It's been said to be featured in The Mona Lisa. The dimensions of the Great Pyramid supposedly hold this value. Great symphonies can be described by this one number.
1.61803... to infinity. The motherload of irrational numbers. More mysterious than Pi. And this book, The Golden Ratio, explains it all. Its history, how it was discovered, its supposed uses, and false claims to its use in several of the most wondrous monuments and works of art.
I love math. I love numbers. I love the interaction and how they interpret the world so wondrously, and so I love books that explain their presence.
The Golden Ratio was not what I expected it would be. It surpassed my expectations, but for many reasons which may not seem immediately clear. Livio deduces that pretty much all ancient structures and paintings supposedly constructed out of the mysterious Phi are false, that Phi was not discovered, that it's mainly due to the inherent construction that it's number comes up (what he calls number juggling, or making numbers work for you arbitrarily). He basically proves there is no mysterious connection of Da Vinci, the Great Pyramid, Ancient Greece, or most art and music to the Golden Ratio due to unsubstantial evidence. Either the artist or the designer had no access to the Golden Number, or the number's existence is there because of some fancy number juggling.
I respect that. It takes the mysteriousness out of the number. It makes it more believable. And, because it does show up all over nature (in mollusk shells, the space and rotation of tree branches, the shape of galaxies, anything explained by a Fibonnaci sequence, and any type of fractal) even more wondrous.
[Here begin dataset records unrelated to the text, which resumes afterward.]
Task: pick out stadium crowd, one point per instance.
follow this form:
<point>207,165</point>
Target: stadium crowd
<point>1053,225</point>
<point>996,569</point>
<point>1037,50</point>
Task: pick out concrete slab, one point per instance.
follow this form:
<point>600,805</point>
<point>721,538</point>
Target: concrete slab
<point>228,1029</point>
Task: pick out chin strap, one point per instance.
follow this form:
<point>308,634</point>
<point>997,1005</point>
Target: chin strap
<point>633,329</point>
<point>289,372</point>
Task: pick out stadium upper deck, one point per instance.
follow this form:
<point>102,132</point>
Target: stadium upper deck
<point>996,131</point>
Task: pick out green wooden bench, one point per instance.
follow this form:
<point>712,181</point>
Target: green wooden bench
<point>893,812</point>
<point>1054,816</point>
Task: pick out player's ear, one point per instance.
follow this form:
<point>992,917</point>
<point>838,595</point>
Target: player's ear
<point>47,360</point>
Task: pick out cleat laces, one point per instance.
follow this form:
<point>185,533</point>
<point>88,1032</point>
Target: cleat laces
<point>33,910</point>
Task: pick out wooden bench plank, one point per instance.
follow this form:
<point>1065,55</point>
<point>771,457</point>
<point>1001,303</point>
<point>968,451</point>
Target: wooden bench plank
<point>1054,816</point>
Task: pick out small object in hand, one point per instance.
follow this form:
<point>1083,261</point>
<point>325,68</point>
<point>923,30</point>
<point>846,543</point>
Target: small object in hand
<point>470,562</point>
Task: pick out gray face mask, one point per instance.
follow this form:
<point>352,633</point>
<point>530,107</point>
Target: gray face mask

Livio breaks down myths about this numbers to support its fantastic capabilities. He also gets into some interesting philosophical discussions inspired by this number about whether math is the ultimate "language of the cosmos" or if it is simply an invention of man and so a mediocre tool that is only the tip of the iceberg of what is really going on. It's interesting reading, and really quite insightful.
Math buffs, history buffs, and knowledge mongrels will find this book fascinating. I suggest picking it up if you have a chance. And when you do, ask yourself, what's your favorite number?